4.2 Interpretability and Biological Substrates

Even in the absence of bias, the interpretation of the outcome of any ML algorithm in the context of clinical application represents a critical challenge. More than the level of raw performance, the level of expertise required from medical doctors in (1) the recording and (2) the analysis of the data compared to “expertise-free” raw data is a question that requires more attention. We refer to [125] for a thoughtful discussion on the need for clarification of the role of ML-based tools in relation to clinicians’ decisions and actions in clinical practice. The authors call for a more systematic demonstration that models learning from non-clinician-initiated data outperform models based on clinician-initiated data. They purposely argue that models driven by features derived from the actions of clinicians and not related to the underlying physiology might introduce some deleterious circularity. Indeed, the outcome of such a model might potentially confuse more than support a clinician in his decisions.
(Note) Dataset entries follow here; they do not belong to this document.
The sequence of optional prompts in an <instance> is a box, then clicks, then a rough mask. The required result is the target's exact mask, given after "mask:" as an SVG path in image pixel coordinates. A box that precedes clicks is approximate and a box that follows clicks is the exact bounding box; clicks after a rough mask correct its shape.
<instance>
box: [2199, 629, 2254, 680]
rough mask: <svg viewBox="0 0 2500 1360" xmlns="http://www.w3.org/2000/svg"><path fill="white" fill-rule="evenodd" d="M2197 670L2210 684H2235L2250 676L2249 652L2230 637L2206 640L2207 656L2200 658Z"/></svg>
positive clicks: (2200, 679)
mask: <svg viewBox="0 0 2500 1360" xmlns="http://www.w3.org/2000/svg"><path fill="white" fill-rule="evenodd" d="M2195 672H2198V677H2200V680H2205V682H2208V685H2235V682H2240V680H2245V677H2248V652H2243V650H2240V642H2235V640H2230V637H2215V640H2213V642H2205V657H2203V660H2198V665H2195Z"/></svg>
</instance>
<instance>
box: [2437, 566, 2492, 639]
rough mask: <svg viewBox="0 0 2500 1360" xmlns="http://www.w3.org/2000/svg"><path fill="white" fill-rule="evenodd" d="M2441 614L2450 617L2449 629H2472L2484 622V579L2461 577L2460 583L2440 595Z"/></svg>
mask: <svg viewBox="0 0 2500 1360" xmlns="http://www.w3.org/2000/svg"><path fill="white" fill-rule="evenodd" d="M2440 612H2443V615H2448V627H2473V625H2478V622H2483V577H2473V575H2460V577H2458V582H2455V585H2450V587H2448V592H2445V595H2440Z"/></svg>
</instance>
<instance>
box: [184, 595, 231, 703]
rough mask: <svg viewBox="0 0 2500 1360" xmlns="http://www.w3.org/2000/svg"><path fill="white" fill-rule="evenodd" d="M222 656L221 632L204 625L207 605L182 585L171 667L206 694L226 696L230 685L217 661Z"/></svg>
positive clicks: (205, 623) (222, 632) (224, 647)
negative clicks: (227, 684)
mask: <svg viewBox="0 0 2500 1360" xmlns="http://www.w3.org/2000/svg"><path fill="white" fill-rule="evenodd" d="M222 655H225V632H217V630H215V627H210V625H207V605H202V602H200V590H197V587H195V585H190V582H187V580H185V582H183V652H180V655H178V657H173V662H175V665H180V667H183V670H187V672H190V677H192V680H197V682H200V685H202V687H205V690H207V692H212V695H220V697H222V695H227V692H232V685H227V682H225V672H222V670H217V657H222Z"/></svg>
Then—regarding the interpretation in terms of pathophysiology—the challenge is to relate the decisions of any ML techniques to putative underlying biological processes. Methodological innovations will enhance the explainability of ML models, but explainability and transparency do not imply interpretability [126, 127]. Another major challenge is to assess the biological relevance of the features extracted from the data during the learning procedure. Purely data-driven approaches are limited by the difficulty to relate the parameters of the model to biological knowledge. A promising perspective consists in inserting biological priors directly in predictive models. See [92] for an introductory review to this type of approach in the context of computational neuroscience and (https://sciml.ai) for further information on the emerging field of scientific machine learning. However, extensive basic research at conceptual, methodological, and experimental levels are required to fill the gap between measures accessible in vivo in patients and the biophysiology acting at cellular and molecular levels. See, for instance, [128] for an illustration of the complexity of this challenge, where the authors propose a framework integrating different levels of interactions, from genes to cells, circuits, and clinical expression, to better understand and treat cortical malformations. As discussed in [129] for ASD, research designs aiming at a better conceptual integration between different levels of brain organization are required to characterize the cascade of pathogenic processes in NDDs.

4.3 Conclusion

In NDDs, as in healthcare in general, ML has a role to play in addressing the longstanding deficiencies such as serious diagnostic errors, mistakes in treatment, and waste of resources [130]. Indeed, ML will undoubtedly help redefine NDDs’ categories and other mental illnesses more objectively, identify them at an early stage, and contribute to more adapted treatments. The rise of ML is the occasion to improve the standardization of practice and to enforce the generalization of open science with preregistration and data sharing or federated learning. In addition, the field has to demonstrate high and reproducible performances in the real-world clinical environment. Finally, major conceptual, ethical, and socio-technical challenges have to be addressed.